The blogger at Birthing Beautiful Ideas points to media coverage from the Columbus (Ohio) Dispatch in which Kingsdale Gynecologic Associates in which one of their docs calls it hurtful that some have called their anti-doula policy and standard “birth plan” “paternalistic and closed-minded.” BBI is more sensitive than I am in understanding that their feelings could be hurt by the critiques. I say, if they didn’t want to be called paternalistic, then they shouldn’t have developed a “birth plan” that includes, for example, language about episiotomy that says (emphasis added): “We promise to use our medical expertise and experience to make the best and safest decision for you and your baby.” Walks like a duck, quacks like a duck, etc. Can change from being a duck, with some revision of the policy and a critical look at the sorts of attitudes that underlie such phrasing.
The Unnecesarean had a blog carnival centered around the Crisis in the Crib documentary about infant mortality, especially among Black babies. I haven’t seen it yet myself, but see The U for links to commentary.
Locally, WPNT (my local public television station in Nashville, ran an installment of their Children’s Health Crisis series on infant mortality. I haven’t seen that just yet, either.
Via Womanist Musings, a call for submissions to an anthology, Occupied Bodies: Women of Color Speak on Self-Image.

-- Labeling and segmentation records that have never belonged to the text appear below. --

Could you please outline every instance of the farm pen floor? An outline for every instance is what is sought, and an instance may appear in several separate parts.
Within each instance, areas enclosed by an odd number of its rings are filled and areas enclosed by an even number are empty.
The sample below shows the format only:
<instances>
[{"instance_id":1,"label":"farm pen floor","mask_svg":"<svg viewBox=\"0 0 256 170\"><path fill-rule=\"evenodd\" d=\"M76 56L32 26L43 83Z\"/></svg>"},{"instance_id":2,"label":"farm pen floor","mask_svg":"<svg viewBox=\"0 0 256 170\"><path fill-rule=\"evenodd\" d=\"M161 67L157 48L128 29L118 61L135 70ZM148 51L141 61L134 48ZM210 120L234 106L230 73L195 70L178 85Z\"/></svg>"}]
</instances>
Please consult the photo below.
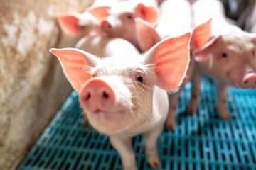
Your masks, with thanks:
<instances>
[{"instance_id":1,"label":"farm pen floor","mask_svg":"<svg viewBox=\"0 0 256 170\"><path fill-rule=\"evenodd\" d=\"M256 90L230 88L231 119L215 111L214 81L203 79L198 112L187 115L191 84L181 93L174 132L161 133L158 169L256 169ZM82 126L78 94L72 92L21 163L19 170L122 169L108 137ZM143 135L133 140L138 169L151 169L144 154Z\"/></svg>"}]
</instances>

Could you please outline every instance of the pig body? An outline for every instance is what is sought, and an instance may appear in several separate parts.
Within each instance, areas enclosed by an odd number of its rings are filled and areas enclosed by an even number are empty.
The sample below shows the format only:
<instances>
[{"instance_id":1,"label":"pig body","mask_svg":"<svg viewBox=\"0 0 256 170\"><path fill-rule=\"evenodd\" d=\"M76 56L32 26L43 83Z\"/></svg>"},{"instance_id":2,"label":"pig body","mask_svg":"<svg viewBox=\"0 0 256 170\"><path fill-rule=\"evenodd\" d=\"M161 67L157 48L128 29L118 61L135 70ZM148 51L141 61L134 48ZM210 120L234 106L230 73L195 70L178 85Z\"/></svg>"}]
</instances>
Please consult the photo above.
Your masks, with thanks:
<instances>
[{"instance_id":1,"label":"pig body","mask_svg":"<svg viewBox=\"0 0 256 170\"><path fill-rule=\"evenodd\" d=\"M167 116L166 91L175 91L183 79L190 36L166 39L145 54L125 60L98 58L73 48L50 50L78 91L90 123L110 136L124 169L137 169L132 137L142 132L149 164L153 168L160 165L156 144Z\"/></svg>"},{"instance_id":2,"label":"pig body","mask_svg":"<svg viewBox=\"0 0 256 170\"><path fill-rule=\"evenodd\" d=\"M187 0L169 0L161 4L156 28L161 40L191 30L191 8Z\"/></svg>"},{"instance_id":3,"label":"pig body","mask_svg":"<svg viewBox=\"0 0 256 170\"><path fill-rule=\"evenodd\" d=\"M187 0L169 0L160 5L160 16L156 30L161 39L191 31L192 17L191 4ZM166 119L166 129L174 130L176 110L178 98L184 86L192 76L194 61L191 58L185 79L177 93L169 95L169 110Z\"/></svg>"},{"instance_id":4,"label":"pig body","mask_svg":"<svg viewBox=\"0 0 256 170\"><path fill-rule=\"evenodd\" d=\"M255 35L230 24L219 1L197 1L193 4L193 10L196 28L191 48L196 69L188 112L197 111L201 79L208 76L217 81L216 109L219 115L229 119L226 108L228 86L256 87Z\"/></svg>"},{"instance_id":5,"label":"pig body","mask_svg":"<svg viewBox=\"0 0 256 170\"><path fill-rule=\"evenodd\" d=\"M139 53L137 48L124 39L101 35L84 37L77 42L75 47L101 57L128 57L127 55L137 55ZM129 52L120 55L124 51Z\"/></svg>"}]
</instances>

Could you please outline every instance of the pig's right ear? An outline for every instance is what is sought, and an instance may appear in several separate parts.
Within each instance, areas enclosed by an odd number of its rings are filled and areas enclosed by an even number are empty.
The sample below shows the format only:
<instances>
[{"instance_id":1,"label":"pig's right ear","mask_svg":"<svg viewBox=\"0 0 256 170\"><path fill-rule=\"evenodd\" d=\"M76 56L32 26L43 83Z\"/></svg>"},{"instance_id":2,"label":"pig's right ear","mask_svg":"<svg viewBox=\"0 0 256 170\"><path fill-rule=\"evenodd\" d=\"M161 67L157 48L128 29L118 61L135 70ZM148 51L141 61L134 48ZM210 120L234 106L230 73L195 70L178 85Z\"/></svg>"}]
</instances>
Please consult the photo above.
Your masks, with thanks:
<instances>
[{"instance_id":1,"label":"pig's right ear","mask_svg":"<svg viewBox=\"0 0 256 170\"><path fill-rule=\"evenodd\" d=\"M79 32L79 13L70 12L58 17L58 22L62 30L71 35L77 35Z\"/></svg>"},{"instance_id":2,"label":"pig's right ear","mask_svg":"<svg viewBox=\"0 0 256 170\"><path fill-rule=\"evenodd\" d=\"M85 83L91 78L89 67L95 66L97 58L75 48L52 48L50 52L58 57L68 81L80 92Z\"/></svg>"},{"instance_id":3,"label":"pig's right ear","mask_svg":"<svg viewBox=\"0 0 256 170\"><path fill-rule=\"evenodd\" d=\"M220 35L211 35L211 21L199 25L193 31L191 50L196 60L206 60L201 53L222 40Z\"/></svg>"},{"instance_id":4,"label":"pig's right ear","mask_svg":"<svg viewBox=\"0 0 256 170\"><path fill-rule=\"evenodd\" d=\"M186 72L189 62L189 40L191 34L165 39L146 54L146 64L154 64L156 85L166 91L175 90Z\"/></svg>"},{"instance_id":5,"label":"pig's right ear","mask_svg":"<svg viewBox=\"0 0 256 170\"><path fill-rule=\"evenodd\" d=\"M149 22L139 18L135 18L135 22L140 48L147 51L160 41L159 35Z\"/></svg>"}]
</instances>

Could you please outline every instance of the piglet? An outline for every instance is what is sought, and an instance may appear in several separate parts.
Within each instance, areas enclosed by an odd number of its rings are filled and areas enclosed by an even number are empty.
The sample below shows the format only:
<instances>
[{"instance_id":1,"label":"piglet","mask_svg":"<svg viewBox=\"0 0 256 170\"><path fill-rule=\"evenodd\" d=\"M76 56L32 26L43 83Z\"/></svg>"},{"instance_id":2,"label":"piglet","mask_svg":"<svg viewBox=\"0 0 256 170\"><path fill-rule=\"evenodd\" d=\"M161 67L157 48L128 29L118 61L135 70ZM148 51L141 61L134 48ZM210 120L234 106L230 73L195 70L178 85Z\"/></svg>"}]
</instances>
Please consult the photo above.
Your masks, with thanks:
<instances>
[{"instance_id":1,"label":"piglet","mask_svg":"<svg viewBox=\"0 0 256 170\"><path fill-rule=\"evenodd\" d=\"M256 35L230 24L220 1L197 1L193 10L196 28L191 49L196 69L188 112L197 111L201 79L208 76L216 80L216 109L220 117L227 120L230 118L226 106L228 86L256 88Z\"/></svg>"},{"instance_id":2,"label":"piglet","mask_svg":"<svg viewBox=\"0 0 256 170\"><path fill-rule=\"evenodd\" d=\"M124 39L102 35L83 37L76 43L75 47L101 57L112 56L129 57L129 55L136 55L139 53L137 48ZM127 51L129 53L124 53L120 56L124 51ZM88 119L85 113L83 124L87 123L88 123Z\"/></svg>"},{"instance_id":3,"label":"piglet","mask_svg":"<svg viewBox=\"0 0 256 170\"><path fill-rule=\"evenodd\" d=\"M169 38L125 60L100 59L73 48L50 50L79 92L92 126L110 136L124 169L137 169L132 137L142 132L148 162L160 166L156 144L167 116L166 91L176 91L183 79L190 37L188 33Z\"/></svg>"},{"instance_id":4,"label":"piglet","mask_svg":"<svg viewBox=\"0 0 256 170\"><path fill-rule=\"evenodd\" d=\"M191 4L187 0L169 0L160 5L159 22L156 28L161 39L181 35L192 30L192 14ZM166 129L174 130L176 124L176 110L178 98L182 90L192 75L194 67L193 59L190 60L188 72L181 85L181 88L176 94L169 95L169 110L166 119Z\"/></svg>"},{"instance_id":5,"label":"piglet","mask_svg":"<svg viewBox=\"0 0 256 170\"><path fill-rule=\"evenodd\" d=\"M90 7L82 13L69 12L58 16L58 22L63 30L73 35L104 35L100 28L102 21L109 13L110 6Z\"/></svg>"},{"instance_id":6,"label":"piglet","mask_svg":"<svg viewBox=\"0 0 256 170\"><path fill-rule=\"evenodd\" d=\"M141 1L130 0L117 4L108 10L110 15L101 23L102 30L108 36L127 40L139 50L136 18L154 25L158 17L158 11L154 6L146 6Z\"/></svg>"},{"instance_id":7,"label":"piglet","mask_svg":"<svg viewBox=\"0 0 256 170\"><path fill-rule=\"evenodd\" d=\"M252 3L254 3L254 4L252 6L251 11L246 18L245 30L250 33L256 33L256 1Z\"/></svg>"}]
</instances>

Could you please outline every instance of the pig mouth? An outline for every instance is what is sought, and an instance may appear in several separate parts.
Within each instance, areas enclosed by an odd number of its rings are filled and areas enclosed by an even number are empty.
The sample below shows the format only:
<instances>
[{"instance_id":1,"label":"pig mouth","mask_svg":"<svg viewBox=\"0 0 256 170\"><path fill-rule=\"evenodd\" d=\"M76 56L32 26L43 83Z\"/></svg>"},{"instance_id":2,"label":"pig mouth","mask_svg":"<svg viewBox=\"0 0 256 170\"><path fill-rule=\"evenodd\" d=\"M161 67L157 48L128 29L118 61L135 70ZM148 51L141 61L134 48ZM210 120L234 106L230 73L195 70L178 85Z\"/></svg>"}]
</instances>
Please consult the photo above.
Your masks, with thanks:
<instances>
[{"instance_id":1,"label":"pig mouth","mask_svg":"<svg viewBox=\"0 0 256 170\"><path fill-rule=\"evenodd\" d=\"M121 109L117 110L103 110L97 109L92 113L95 115L116 115L119 114L133 113L134 110L135 110L134 108L132 108L132 109L127 108L127 109Z\"/></svg>"}]
</instances>

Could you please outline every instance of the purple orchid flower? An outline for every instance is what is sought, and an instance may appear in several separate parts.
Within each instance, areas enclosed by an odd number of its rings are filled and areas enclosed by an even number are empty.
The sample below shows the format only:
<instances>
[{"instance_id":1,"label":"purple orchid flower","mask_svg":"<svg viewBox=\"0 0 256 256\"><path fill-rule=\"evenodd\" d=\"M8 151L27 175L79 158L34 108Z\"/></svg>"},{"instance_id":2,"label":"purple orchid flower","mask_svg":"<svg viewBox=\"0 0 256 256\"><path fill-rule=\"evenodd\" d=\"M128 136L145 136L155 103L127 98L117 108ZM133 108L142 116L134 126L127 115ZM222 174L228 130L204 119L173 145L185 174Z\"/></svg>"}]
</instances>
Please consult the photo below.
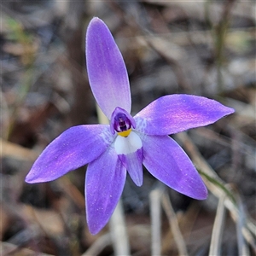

Click on over for details, submissions due Oct 15.
One can now follow the CDC’s Morbidity and Mortality Weekly Report on Facebook and Twitter.
The FDA is asking for public comment “to help the agency implement a new federal law that requires the posting of calorie content and other nutrition information on menu items at certain chain restaurants and similar retail food operations and vending machines.”
Radical Doula talks about a Big victory for midwifery in New York State.
Courtney at Feministing and Cara at the Curvature talk about the passage of an Illinois law to mandate that every rape kit actually be tested.
And finally, via the librarian blogger at Pinched Nerves, this excellent LA Times opinion piece, U.S. public libraries: We lose them at our peril. The author of the piece also wrote the recent book, “This Book is Overdue!” While I’m not a total fan of that book (I like it, but my critiques are too librarian-y for this post), it’s hard to resist someone who writes:
The people who welcome us to the library are idealists, who believe that accurate information leads to good decisions and that exposure to the intellectual riches of civilization leads to a better world. The next Abraham Lincoln could be sitting in their library, teaching himself all he needs to know to save the country. While they help us get online, employed and informed, librarians don’t try to sell us anything. Nor do they turn around and broadcast our problems, send us spam or keep a record of our interests and needs, because no matter how savvy this profession is at navigating the online world, it clings to that old-fashioned value, privacy. (A profession dedicated to privacy in charge of our public computers? That’s brilliant.) They represent the best civic value out there, an army of resourceful workers that can help us compete in the world.